But if it's a Florida comparison that Governor Dean seeks, he should head for the Rockies. There, he'll find a ballot measure that could put the outcome of one state's presidential vote in doubt--and, yes, could require the courts to decide, as they did four years ago, who gets to sit in the Oval Office.

The ballot measure--the Colorado Electoral College Reform Initiative--would shift Colorado's electoral votes from a winner-takes-all system to one based on the popular vote (all states are winner-take-all, with the exception of Maine and Nebraska, where the winner of the popular vote automatically gets 2 electoral votes, with the rest determined by the popular vote within each congressional district). The initiative specifically asserts that it applies "retroactively" to the 2004 election. Opponents claim the initiative violates provisions in the state constitution that that prohibit retroactive legislation; its supporters claim to have found case law that supports some retroactive legislation.
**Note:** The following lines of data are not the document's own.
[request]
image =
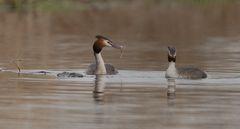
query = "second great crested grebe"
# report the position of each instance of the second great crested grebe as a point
(100, 67)
(184, 72)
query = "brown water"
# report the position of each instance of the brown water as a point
(136, 98)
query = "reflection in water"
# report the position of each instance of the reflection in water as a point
(171, 88)
(98, 92)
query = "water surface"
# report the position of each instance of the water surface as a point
(136, 98)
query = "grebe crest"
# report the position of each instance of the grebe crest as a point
(99, 67)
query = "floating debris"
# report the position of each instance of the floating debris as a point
(69, 75)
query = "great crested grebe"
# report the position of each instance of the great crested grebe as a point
(184, 72)
(100, 67)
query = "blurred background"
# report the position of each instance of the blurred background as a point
(52, 34)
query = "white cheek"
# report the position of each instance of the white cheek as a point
(107, 44)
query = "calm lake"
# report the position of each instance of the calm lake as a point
(206, 36)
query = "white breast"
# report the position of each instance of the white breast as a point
(100, 65)
(171, 71)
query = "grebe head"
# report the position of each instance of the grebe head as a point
(172, 53)
(102, 42)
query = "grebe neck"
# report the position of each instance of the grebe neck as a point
(100, 65)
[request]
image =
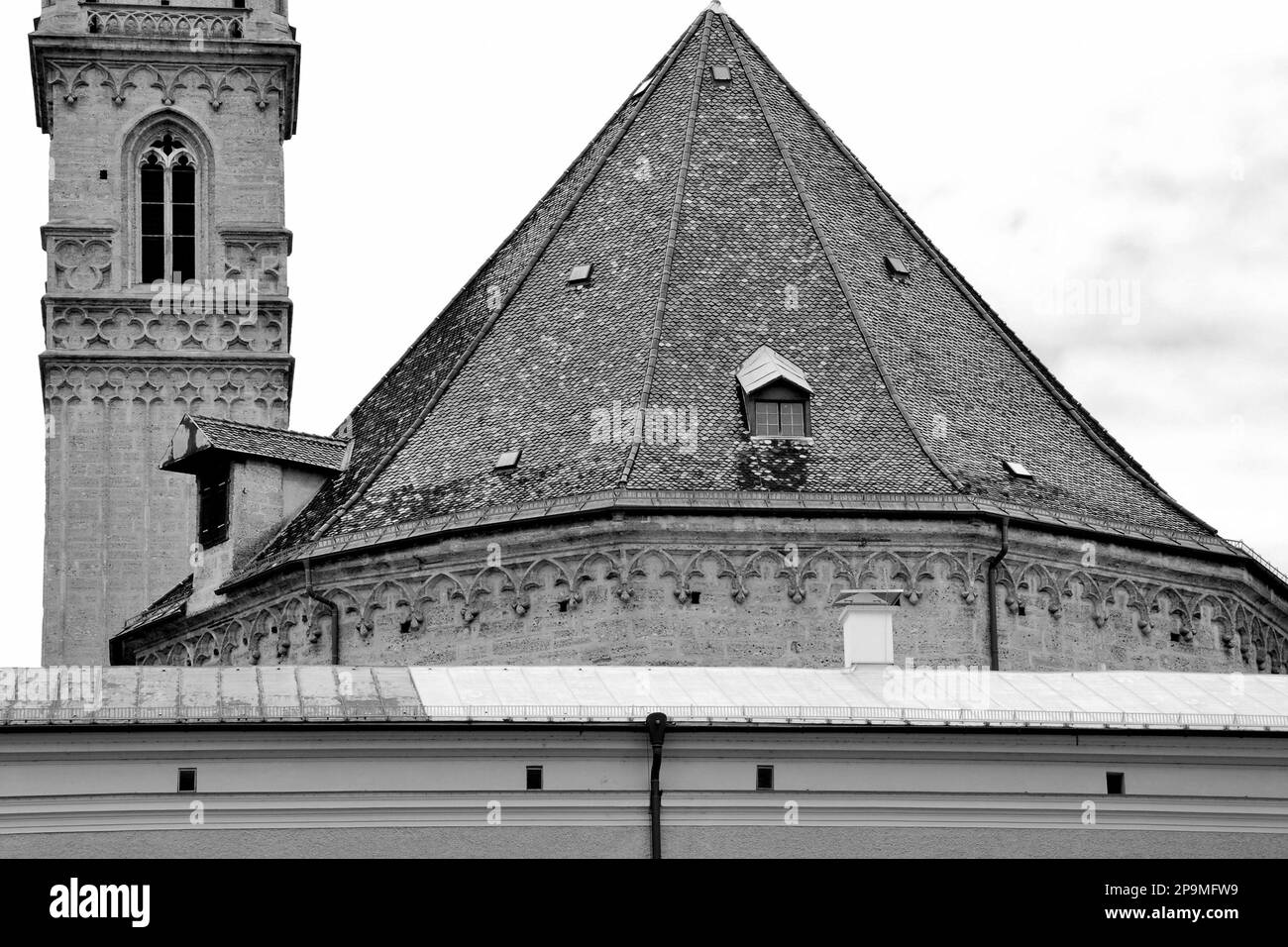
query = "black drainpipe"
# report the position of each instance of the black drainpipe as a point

HERE'S WHY the Colorado measure has national implications: had it been in effect four years ago, Al Gore would be president. And if it goes into effect beginning on November 2, it could decide this year's race as well. Because George W. Bush won 51 percent of the state's vote in 2000, he

earned all 8 of Colorado's electoral votes. But adjust that to reflect the state's popular vote and Bush would have received only 5 electoral votes, changing the national total from 271-266 in favor of Bush to 269-268 for Gore. (Let's assume, for argument's sake, that the one elector from Washington, D.C., who refused to vote for Gore would have come around, giving him the magical 270th vote).
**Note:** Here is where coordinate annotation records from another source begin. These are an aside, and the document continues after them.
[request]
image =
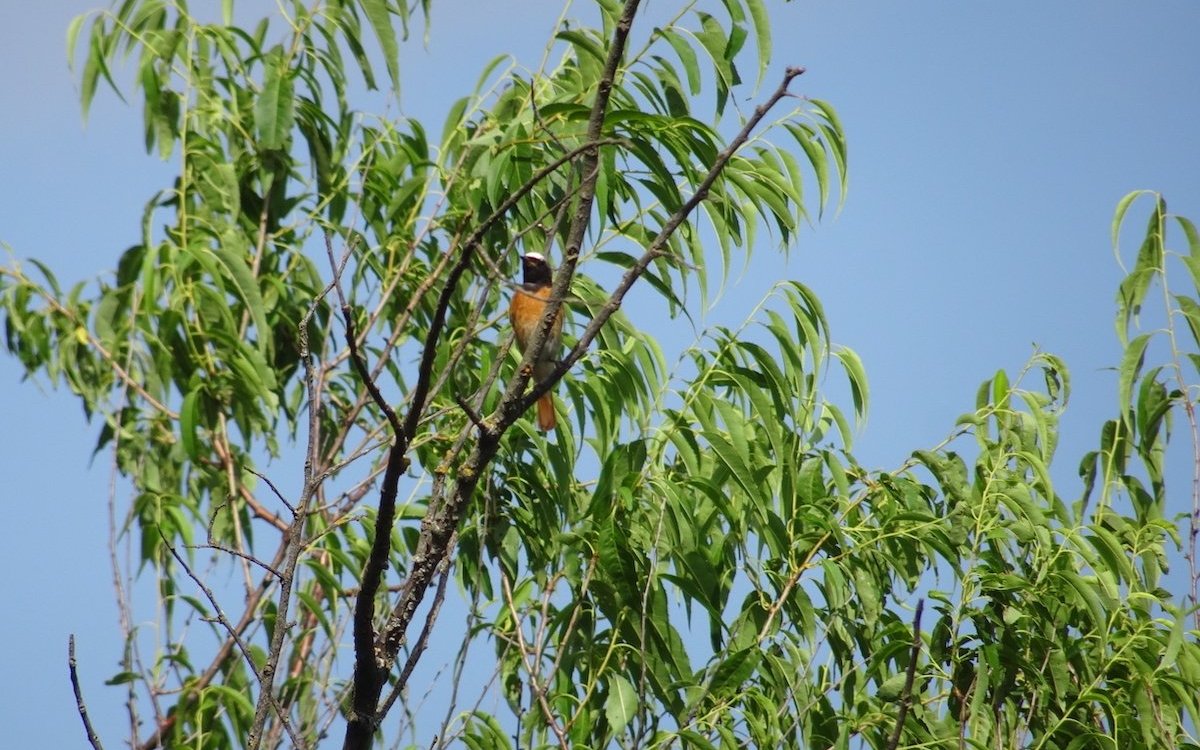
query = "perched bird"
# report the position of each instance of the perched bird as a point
(528, 304)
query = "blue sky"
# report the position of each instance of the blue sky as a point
(989, 144)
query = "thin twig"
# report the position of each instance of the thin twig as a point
(423, 640)
(535, 685)
(233, 634)
(81, 706)
(906, 696)
(271, 485)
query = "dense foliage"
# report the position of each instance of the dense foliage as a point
(694, 558)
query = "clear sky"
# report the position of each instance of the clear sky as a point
(989, 144)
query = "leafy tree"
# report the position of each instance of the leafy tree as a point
(694, 557)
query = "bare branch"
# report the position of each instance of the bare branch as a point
(264, 685)
(653, 251)
(906, 696)
(81, 706)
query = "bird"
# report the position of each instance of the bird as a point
(525, 315)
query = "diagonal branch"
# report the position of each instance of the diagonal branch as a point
(653, 251)
(93, 737)
(906, 696)
(441, 522)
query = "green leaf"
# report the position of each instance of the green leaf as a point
(761, 19)
(622, 703)
(275, 106)
(247, 289)
(1131, 366)
(187, 424)
(379, 17)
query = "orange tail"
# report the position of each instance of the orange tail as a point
(546, 419)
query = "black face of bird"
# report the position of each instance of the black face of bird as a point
(537, 270)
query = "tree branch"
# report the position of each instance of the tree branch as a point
(906, 696)
(442, 521)
(81, 706)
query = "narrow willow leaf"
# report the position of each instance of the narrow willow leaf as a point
(761, 19)
(622, 703)
(379, 17)
(247, 289)
(187, 425)
(858, 388)
(275, 106)
(1119, 217)
(1127, 373)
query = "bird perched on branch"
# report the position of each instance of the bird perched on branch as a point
(528, 305)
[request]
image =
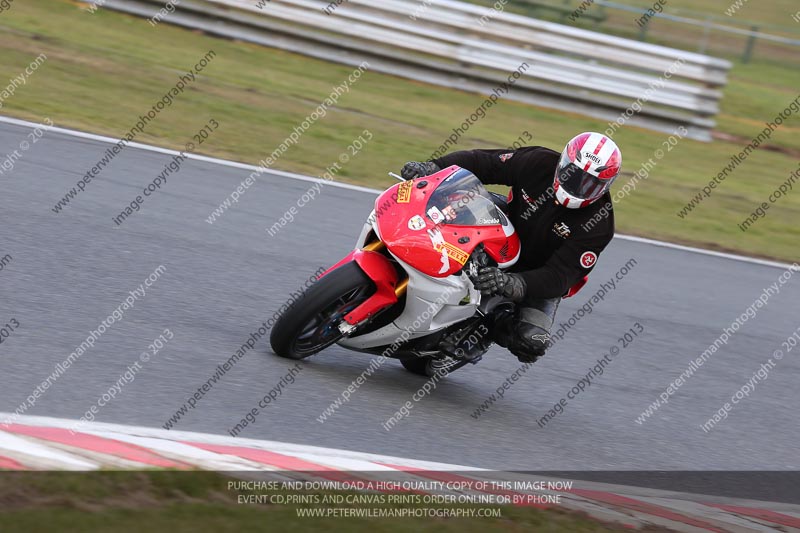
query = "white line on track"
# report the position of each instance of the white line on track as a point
(292, 175)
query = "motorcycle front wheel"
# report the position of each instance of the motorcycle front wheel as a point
(311, 323)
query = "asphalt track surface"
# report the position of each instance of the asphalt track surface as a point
(71, 270)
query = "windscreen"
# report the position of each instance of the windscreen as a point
(462, 200)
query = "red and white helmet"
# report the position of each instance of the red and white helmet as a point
(588, 166)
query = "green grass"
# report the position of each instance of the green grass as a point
(105, 69)
(200, 501)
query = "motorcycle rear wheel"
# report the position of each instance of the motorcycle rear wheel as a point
(311, 323)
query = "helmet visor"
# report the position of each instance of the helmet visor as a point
(577, 182)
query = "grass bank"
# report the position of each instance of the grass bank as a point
(104, 70)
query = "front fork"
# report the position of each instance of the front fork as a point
(388, 287)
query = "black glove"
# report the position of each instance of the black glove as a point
(492, 280)
(417, 169)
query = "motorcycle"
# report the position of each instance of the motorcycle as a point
(405, 291)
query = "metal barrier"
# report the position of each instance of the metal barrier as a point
(469, 47)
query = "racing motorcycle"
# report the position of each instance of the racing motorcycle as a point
(405, 291)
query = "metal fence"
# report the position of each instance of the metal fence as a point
(719, 35)
(457, 44)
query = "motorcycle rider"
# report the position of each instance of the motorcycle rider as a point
(552, 198)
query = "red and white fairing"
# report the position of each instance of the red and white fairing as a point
(416, 229)
(430, 226)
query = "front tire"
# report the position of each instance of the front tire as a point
(311, 323)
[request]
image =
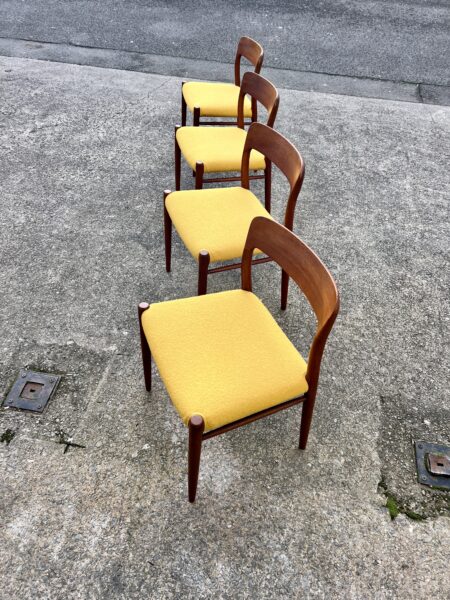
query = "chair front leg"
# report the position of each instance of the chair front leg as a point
(167, 233)
(203, 264)
(196, 116)
(196, 428)
(268, 186)
(145, 348)
(199, 172)
(305, 425)
(177, 162)
(284, 289)
(183, 106)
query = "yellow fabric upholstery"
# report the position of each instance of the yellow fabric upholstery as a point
(215, 99)
(216, 219)
(223, 356)
(218, 148)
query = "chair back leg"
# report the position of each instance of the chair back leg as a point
(199, 172)
(305, 425)
(196, 428)
(203, 264)
(268, 186)
(167, 234)
(177, 163)
(183, 106)
(284, 289)
(146, 354)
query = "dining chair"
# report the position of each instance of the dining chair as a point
(213, 223)
(219, 149)
(214, 99)
(223, 358)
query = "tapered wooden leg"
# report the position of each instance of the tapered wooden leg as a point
(196, 428)
(254, 110)
(284, 289)
(167, 233)
(203, 264)
(146, 354)
(183, 106)
(177, 163)
(199, 172)
(307, 412)
(196, 117)
(268, 185)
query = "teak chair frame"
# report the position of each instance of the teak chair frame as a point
(277, 150)
(254, 53)
(261, 90)
(313, 278)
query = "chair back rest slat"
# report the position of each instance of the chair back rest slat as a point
(308, 272)
(279, 151)
(298, 261)
(250, 50)
(260, 90)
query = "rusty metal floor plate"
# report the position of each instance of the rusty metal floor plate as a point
(433, 465)
(32, 391)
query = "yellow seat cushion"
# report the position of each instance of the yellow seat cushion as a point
(214, 219)
(223, 356)
(218, 148)
(215, 99)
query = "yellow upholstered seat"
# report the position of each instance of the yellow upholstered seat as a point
(223, 356)
(218, 148)
(214, 99)
(216, 220)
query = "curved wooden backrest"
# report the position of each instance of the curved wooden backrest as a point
(260, 90)
(279, 151)
(252, 51)
(308, 272)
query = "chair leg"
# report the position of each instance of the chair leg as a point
(268, 185)
(145, 348)
(177, 163)
(305, 425)
(196, 428)
(183, 106)
(284, 289)
(203, 264)
(167, 233)
(199, 172)
(196, 117)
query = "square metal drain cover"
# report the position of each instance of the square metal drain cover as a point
(433, 465)
(32, 391)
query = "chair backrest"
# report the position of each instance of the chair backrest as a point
(260, 90)
(250, 50)
(308, 272)
(279, 151)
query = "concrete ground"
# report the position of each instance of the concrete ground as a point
(85, 155)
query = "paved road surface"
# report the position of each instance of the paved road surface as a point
(405, 40)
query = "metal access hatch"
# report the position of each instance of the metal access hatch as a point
(433, 465)
(32, 391)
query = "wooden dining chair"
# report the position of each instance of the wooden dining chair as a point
(224, 359)
(219, 149)
(214, 99)
(213, 223)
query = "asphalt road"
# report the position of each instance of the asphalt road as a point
(403, 41)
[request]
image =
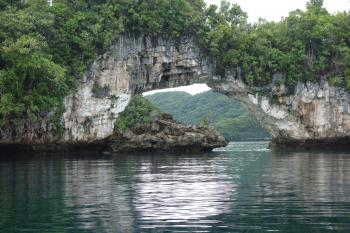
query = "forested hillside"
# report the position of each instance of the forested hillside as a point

It shouldn't come as a surprise, then, that the Colorado effort has Democratic fingerprints. The campaign's spokesman, Rick Ridder, also was campaign manager for Dean's presidential run. He calls the electoral reform "a multi-partisan effort," claiming that 20 percent of the campaign's signatures are from Republicans. And the Republicans' take? Ted Halaby, the GOP state chairman, says the initiative "just doesn't pass the smell test." Governor Bill Owens is less sanguine: "If that passes, Colorado will cease to be a factor in any presidential campaign in the future."
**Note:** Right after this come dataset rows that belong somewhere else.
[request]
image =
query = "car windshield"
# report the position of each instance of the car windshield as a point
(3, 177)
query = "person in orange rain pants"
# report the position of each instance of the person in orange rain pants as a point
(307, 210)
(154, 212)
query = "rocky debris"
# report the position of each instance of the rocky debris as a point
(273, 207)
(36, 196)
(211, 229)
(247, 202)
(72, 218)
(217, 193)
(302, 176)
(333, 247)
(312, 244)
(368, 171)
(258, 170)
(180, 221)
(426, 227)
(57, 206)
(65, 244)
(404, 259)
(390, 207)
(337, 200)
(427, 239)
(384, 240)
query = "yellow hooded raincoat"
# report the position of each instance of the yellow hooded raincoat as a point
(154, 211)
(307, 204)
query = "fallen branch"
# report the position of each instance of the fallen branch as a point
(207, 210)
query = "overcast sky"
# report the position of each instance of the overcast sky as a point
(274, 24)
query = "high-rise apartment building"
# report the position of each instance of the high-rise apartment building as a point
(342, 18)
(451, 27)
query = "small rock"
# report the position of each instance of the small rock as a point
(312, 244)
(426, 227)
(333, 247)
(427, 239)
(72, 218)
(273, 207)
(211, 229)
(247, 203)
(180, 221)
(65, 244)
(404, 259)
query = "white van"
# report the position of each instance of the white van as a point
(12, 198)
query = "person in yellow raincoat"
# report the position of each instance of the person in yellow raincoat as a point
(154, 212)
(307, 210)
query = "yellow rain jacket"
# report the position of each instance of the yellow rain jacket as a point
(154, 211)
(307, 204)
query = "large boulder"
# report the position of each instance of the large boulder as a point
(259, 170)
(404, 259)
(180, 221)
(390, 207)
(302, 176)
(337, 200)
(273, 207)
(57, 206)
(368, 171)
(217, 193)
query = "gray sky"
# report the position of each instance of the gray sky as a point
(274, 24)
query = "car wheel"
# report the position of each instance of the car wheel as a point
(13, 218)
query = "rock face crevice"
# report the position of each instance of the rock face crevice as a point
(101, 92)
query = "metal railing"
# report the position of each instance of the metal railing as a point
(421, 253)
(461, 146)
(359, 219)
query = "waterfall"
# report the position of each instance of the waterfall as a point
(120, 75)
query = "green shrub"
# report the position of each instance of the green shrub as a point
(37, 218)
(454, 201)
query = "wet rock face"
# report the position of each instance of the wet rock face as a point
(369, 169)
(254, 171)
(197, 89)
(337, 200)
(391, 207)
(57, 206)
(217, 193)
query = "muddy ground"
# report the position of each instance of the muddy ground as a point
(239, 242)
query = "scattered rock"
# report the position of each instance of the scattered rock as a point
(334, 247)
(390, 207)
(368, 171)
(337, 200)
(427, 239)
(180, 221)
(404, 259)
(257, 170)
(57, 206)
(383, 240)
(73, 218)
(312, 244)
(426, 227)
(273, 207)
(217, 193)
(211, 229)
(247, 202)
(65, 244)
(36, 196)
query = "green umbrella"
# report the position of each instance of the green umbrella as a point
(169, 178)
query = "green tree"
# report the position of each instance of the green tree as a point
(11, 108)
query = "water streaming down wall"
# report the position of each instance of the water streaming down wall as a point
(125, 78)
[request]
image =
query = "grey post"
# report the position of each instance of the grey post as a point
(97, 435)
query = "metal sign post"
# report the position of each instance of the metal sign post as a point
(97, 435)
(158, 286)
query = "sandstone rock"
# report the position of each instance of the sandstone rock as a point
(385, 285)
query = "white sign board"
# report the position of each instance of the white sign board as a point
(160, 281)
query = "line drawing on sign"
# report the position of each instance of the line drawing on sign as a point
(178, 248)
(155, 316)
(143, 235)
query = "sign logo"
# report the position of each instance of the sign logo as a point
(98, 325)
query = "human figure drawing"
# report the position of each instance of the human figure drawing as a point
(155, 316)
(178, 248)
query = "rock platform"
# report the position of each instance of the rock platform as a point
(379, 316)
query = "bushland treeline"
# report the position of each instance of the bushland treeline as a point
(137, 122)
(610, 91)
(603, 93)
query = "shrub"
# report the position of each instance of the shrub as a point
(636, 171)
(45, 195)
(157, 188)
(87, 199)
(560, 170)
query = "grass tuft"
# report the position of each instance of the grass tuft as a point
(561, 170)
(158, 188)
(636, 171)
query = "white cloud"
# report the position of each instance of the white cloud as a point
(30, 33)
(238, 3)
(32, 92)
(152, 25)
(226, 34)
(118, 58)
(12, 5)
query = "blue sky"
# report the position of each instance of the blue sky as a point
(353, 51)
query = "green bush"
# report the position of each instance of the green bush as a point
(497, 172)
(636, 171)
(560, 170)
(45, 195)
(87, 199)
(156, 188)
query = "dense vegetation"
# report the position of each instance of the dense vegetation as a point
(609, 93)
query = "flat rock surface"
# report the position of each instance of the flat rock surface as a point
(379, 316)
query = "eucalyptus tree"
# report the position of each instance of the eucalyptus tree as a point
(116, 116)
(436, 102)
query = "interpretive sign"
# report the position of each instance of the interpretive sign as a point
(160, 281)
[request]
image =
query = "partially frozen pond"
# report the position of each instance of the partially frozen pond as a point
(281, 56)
HOW DID COLORADO get in this bind? One explanation is that it's fertile ground for political mischief. With a history of citizen activism, Colorado is an easy state for launching and qualifying ballot initiatives (the 67,000-signature threshold in Colorado is about one-tenth the minimum in California). Also, the state's voter registration--36 percent Republican, 30 percent Democratic, 32 percent independent--makes "multi-partisan" an easy message to sell. Finally, there's a history of displeasure with the current system. Four years ago, a Democratic state senator, Ron Tupa, tried to talk the legislature into switching to the Maine-Nebraska model.